神埼郡吉野ヶ里町と福岡県那珂川町の県境に完成した五ケ山ダムの供用開始が、予定の4月に間に合わないことが12日分かった。この1年余りの降水量が少なく、安全性などの確認のためダムに水をためる試験湛水(たんすい)に必要な貯水量に達せず、福岡県の完了検査ができない状態となっている。福岡県五ケ山ダム建設事務所は2018年度末の供用開始を目指している。

 五ケ山ダムは総貯水量4020万トン。12年6月に本体工事に着工、16年10月から試験湛水を始めた。

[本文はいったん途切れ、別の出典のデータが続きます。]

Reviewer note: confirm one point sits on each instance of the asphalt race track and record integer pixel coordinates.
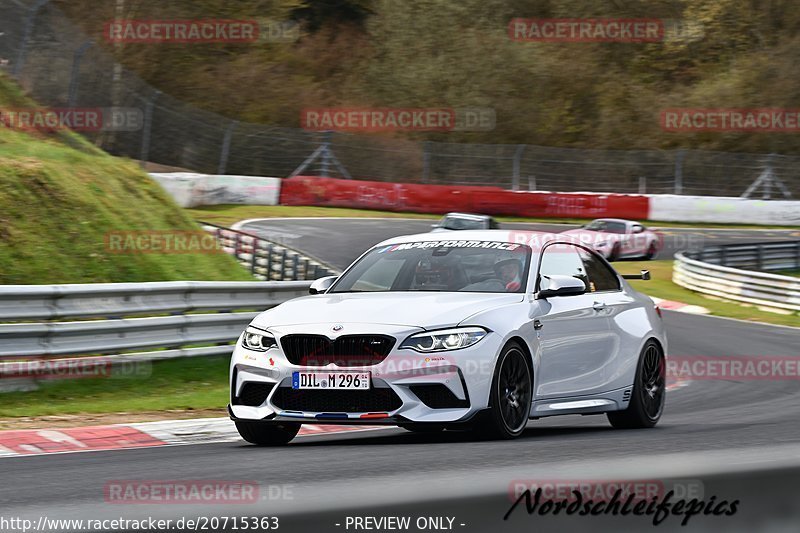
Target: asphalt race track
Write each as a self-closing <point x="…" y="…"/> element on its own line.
<point x="339" y="241"/>
<point x="710" y="432"/>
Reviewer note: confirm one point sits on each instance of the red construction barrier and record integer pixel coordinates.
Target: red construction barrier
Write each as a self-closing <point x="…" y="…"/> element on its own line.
<point x="412" y="197"/>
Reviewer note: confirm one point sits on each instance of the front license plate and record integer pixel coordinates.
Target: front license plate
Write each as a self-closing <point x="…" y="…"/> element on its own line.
<point x="331" y="380"/>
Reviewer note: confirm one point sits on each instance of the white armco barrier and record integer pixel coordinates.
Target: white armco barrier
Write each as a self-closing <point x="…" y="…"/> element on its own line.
<point x="715" y="209"/>
<point x="191" y="190"/>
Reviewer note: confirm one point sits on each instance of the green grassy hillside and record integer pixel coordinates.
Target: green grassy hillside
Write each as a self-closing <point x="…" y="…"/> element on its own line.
<point x="59" y="198"/>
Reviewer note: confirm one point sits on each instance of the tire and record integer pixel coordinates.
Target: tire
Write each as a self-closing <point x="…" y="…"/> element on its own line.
<point x="265" y="433"/>
<point x="649" y="392"/>
<point x="651" y="251"/>
<point x="424" y="428"/>
<point x="509" y="397"/>
<point x="614" y="255"/>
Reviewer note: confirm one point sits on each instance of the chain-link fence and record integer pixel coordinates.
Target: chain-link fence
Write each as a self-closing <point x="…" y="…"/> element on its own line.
<point x="60" y="67"/>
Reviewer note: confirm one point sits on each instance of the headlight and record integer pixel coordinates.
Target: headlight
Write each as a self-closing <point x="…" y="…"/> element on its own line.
<point x="442" y="340"/>
<point x="257" y="340"/>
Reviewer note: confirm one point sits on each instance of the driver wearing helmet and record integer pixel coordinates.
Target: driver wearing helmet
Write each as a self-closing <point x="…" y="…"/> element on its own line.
<point x="509" y="271"/>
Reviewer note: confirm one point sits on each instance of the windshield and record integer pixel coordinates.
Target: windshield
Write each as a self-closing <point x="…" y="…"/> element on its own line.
<point x="440" y="266"/>
<point x="607" y="226"/>
<point x="459" y="223"/>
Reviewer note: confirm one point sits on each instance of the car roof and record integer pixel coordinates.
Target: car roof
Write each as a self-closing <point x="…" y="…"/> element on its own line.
<point x="467" y="215"/>
<point x="499" y="235"/>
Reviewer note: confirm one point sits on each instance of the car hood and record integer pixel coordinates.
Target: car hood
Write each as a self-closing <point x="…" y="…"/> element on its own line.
<point x="426" y="310"/>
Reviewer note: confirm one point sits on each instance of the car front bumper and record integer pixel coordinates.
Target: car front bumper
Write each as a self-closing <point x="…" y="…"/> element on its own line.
<point x="406" y="386"/>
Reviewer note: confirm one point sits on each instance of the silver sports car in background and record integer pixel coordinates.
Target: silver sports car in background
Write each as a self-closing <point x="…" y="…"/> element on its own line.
<point x="480" y="330"/>
<point x="615" y="238"/>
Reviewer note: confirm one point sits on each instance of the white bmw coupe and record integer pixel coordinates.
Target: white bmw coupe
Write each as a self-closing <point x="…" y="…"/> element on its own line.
<point x="482" y="331"/>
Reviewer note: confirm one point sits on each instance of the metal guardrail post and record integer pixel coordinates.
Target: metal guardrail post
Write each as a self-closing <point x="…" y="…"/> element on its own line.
<point x="679" y="157"/>
<point x="797" y="255"/>
<point x="226" y="147"/>
<point x="766" y="290"/>
<point x="254" y="257"/>
<point x="75" y="74"/>
<point x="270" y="250"/>
<point x="295" y="266"/>
<point x="147" y="128"/>
<point x="516" y="167"/>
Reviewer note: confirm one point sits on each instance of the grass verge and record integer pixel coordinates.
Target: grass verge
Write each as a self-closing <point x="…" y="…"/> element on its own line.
<point x="60" y="197"/>
<point x="179" y="384"/>
<point x="661" y="286"/>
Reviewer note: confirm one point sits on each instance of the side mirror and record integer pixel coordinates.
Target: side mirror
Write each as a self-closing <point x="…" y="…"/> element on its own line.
<point x="645" y="275"/>
<point x="321" y="285"/>
<point x="562" y="286"/>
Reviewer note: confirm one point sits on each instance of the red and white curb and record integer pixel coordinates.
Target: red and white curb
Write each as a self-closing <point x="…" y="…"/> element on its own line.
<point x="142" y="435"/>
<point x="670" y="305"/>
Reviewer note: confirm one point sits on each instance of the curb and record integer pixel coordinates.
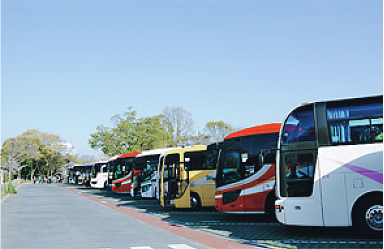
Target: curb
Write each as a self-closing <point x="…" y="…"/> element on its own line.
<point x="207" y="239"/>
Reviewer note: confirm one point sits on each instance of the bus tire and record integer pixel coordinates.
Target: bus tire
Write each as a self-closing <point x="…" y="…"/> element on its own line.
<point x="195" y="201"/>
<point x="368" y="216"/>
<point x="270" y="205"/>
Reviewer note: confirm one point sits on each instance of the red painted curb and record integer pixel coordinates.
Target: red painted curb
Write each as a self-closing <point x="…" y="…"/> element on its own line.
<point x="183" y="231"/>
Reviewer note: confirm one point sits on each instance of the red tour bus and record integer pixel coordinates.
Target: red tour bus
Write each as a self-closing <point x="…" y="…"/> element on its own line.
<point x="124" y="166"/>
<point x="245" y="175"/>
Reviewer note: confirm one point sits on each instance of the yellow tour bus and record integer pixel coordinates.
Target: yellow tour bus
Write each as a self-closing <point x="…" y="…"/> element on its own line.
<point x="187" y="179"/>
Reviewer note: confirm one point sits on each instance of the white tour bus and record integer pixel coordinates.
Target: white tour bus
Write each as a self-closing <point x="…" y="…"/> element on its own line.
<point x="329" y="169"/>
<point x="99" y="175"/>
<point x="146" y="165"/>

平常時の最高水位は標高407・1メートルで、大洪水を想定した「サーチャージ水位」(標高413・4メートル)まで貯水した上で放流し、ダム本体の漏水の有無や周辺の地盤への影響がないかを17年度中に確認する予定だった。

 今月11日時点で貯水量は4割程度にとどまっており、福岡県の検査もできない状況で、4月の供用開始は困難となっている。ダム本体は完成し治水効果はあるものの、福岡地区水道企業団に提供できる予定だった1日最大1万トンの供給も先延ばしとなる。

 五ケ山ダム建設事務所は「雨が多ければ供用開始時期は前倒しになる可能性もあるが、おそらく1年ぐらいかかるのでは」とみている。吉野ヶ里町ダム事業推進課は「本体は完成しているので、町として特に影響はない」としている。